I have a target
dataframe like this:
rdd_1 = sc.parallelize([(0,"A",2), (1,"B",1), (2,"A",2)])
rdd_2 = sc.parallelize([(0,223,"201603"), (1,3213,"201602"), (2,2321,"201601")])
df_tg = sqlContext.createDataFrame(rdd_1, ["id", "route_a", "route_b"])
df_data = sqlContext.createDataFrame(rdd_2, ["id", "cost", "date"])
df_tg.show()
+---+-------+-------+
| id|route_a|route_b|
+---+-------+-------+
| 0| A| 2|
| 1| B| 1|
| 2| A| 2|
+---+-------+-------+
and more information on another dataframe with some timestamps:
df_data.show()
+---+----+------+
| id|cost| date|
+---+----+------+
| 0| 223|201603|
| 1|3213|201602|
| 2|2321|201601|
+---+----+------+
and I need to create new columns joining the dataframes, but by date:
df_data_m1 = df_data[df_data.date == "201603"]
df_data_m2 = df_data[df_data.date == "201602"]
df_data_m3 = df_data[df_data.date == "201601"]
and now I need to create new columns:
df = df_tg.join(df_data_m1, df_data_m1.id == df_tg.id)

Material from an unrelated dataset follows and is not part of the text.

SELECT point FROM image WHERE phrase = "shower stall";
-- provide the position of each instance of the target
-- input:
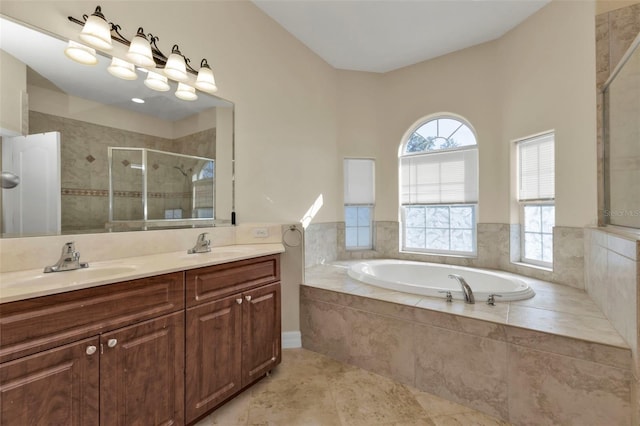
(157, 189)
(622, 141)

but this generates the problem of duplicated columns that we have to drop and rename the column so we will not overwrite the previous dates:
df = df_tg.join(df_data_m1, df_data_m1.id == df_tg.id).drop(df_data_m1.id).withColumnRenamed("cost", "cost_201603")
df = df.join(df_data_m2, df_data_m2.id == df_tg.id).drop(df_data_m2.id).withColumnRenamed("cost", "cost_201602")
and we have to do this for each column, for each month, so that's a lot of code, even if we write a UDF to handle this. Is there a way to do it directly?